What hasn’t changed? The corrupting lust for wealth and power has not been tamed. The new elite classes—professional politicians, central bankers, regulatory officials, financiers—may manifest it differently or more discreetly. But the result is the same.
Media Limitations in Plutocratic Pluralism
Television and the press are usually described as free, and this is true up to a point depending on the society. However, on important matters, the people are regularly misled due to a symbiosis of government, media owners, and advertisers linked to big business. News output is slanted and information is regularly withheld ('in the public interest') if it embarrasses or runs counter to political or monied interests.
What is new? Society is now far wealthier, so the wealth and power of the political classes is now far greater than that commanded by the cultural elites of the past Society is also more complex and sophisticated, so wealth can be transferred easily from the poor to the rich. Instruments of surveillance and control are far more powerful.
Will truth dawn via the rationalist ethos?
Perhaps in theory, but not in practice. Vested interests work hand-in-hand with politicians to distort rational analyses and distract attention, so impeding the public good, and delaying implementation of solutions for many years.
Wait for It: Calamity Ahead
Societies at this watershed find that many solutions called for by rational analysis as adjusted by social consultation are not implemented at all, or only implemented half-heartedly at best due to the pressure from vested interests.
More…
Politicians water down recommendations while vested interests follow the letter of the law and ignore its spirit. Big firms break the law because the financial penalty is trivial in comparison to the benefit obtained; or because the wealth and power of the firm overwhelms any complainant.
Sometimes it seems that the solutions are barely understood by those who must make them work. For these reasons and others, many otherwise highly-developed societies have festering sores that persist, despite all efforts.
Discomforts for most of the people or devastation of minorities are not enough to generate pressure for significant political development in any society. Festering sores do not lead to maturational change. What society unfortunately needs and must expect is a full-blown calamity.
The natural calamity following many decades in Plutocratic Pluralism-II would be a financial or economic collapse of massive proportions. This will be brought about by the «financialization» of society combined with the corruption-incompetence and disconnection of the political-financial elites.

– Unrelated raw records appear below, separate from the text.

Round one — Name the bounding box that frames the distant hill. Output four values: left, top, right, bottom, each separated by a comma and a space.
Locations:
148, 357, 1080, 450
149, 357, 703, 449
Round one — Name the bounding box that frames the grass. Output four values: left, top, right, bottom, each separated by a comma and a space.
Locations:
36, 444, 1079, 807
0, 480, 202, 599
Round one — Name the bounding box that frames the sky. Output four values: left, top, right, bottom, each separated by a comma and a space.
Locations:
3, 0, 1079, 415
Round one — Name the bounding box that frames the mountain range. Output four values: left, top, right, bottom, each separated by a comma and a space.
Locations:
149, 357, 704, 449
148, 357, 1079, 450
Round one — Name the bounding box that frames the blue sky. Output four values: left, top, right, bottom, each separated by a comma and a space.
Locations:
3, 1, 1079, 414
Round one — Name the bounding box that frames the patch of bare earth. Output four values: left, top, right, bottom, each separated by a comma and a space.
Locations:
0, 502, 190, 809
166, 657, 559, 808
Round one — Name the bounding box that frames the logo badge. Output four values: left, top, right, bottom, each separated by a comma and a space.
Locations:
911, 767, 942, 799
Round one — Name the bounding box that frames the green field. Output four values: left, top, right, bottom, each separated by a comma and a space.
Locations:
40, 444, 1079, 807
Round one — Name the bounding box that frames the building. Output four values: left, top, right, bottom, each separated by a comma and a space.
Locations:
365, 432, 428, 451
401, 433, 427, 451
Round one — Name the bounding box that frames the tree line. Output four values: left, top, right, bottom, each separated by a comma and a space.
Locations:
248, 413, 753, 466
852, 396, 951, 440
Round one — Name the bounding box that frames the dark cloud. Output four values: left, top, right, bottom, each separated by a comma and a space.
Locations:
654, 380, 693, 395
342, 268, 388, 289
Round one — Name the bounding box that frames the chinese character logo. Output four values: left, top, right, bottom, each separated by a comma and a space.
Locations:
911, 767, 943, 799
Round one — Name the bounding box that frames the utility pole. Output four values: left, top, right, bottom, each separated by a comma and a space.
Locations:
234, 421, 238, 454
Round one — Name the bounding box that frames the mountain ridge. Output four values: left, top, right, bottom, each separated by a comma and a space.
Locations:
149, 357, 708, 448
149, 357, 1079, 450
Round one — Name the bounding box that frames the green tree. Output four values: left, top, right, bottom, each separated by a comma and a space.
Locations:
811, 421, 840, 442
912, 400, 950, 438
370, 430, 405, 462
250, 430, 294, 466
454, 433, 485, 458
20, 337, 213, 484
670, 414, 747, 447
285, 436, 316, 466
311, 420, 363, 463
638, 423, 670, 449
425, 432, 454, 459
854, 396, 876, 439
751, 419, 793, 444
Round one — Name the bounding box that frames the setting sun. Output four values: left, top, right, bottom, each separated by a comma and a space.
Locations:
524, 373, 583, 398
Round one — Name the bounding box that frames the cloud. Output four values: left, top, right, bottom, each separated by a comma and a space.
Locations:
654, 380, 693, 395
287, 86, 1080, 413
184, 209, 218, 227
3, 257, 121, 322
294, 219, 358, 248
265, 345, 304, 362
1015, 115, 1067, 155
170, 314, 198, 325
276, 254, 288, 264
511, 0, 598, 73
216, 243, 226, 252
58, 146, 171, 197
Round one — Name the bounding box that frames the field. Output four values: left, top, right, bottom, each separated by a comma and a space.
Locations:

Why is crisis and maturation inevitable?
A crisis is inevitable because every time recession or depression threatens, the elites apply remedies that give them more power and more money—and the people less of both. Until eventually there is no remedy, and the myth that political leaders know what they are doing is debunked. Read more.
When (not if) an economic calamity eventuates, people in the West must recognize:
- that the economic crisis is actually a socio-political crisis;
- that everyone shares responsibility for the crisis, because the people selected and elected politicians, knowing full well how they function.
Sooner or later, however, an educated people will be ready to recognize their own unique and particular responsibility for allowing and encouraging the political-financial elites to dupe them, remove many liberties, and steal their wealth and the wealth of their children.
Recent State converts to Capitalism
Now that free enterprise is widely valued as an economic sine qua non in most societies, the far harder task of installing and tolerating a workable individualist ethos in former socialist states remains.
The problem is that in many of these countries, the legitimist mode is weak.
As a result, the masses are unable to get protection through the law; the elite classes often violate the law and cooperate with gangsters; and basic services like education, health-care, sanitation and fresh water are poor or sparse.
Where free enterprise is introduced, perhaps via foreign multi-national corporations, side-effects and societal consequences are ignored by the political elites. Science exists, of course, and may even be very advanced in universities and institutes, but the rationalist mode has little impact on psychosocial malfunction.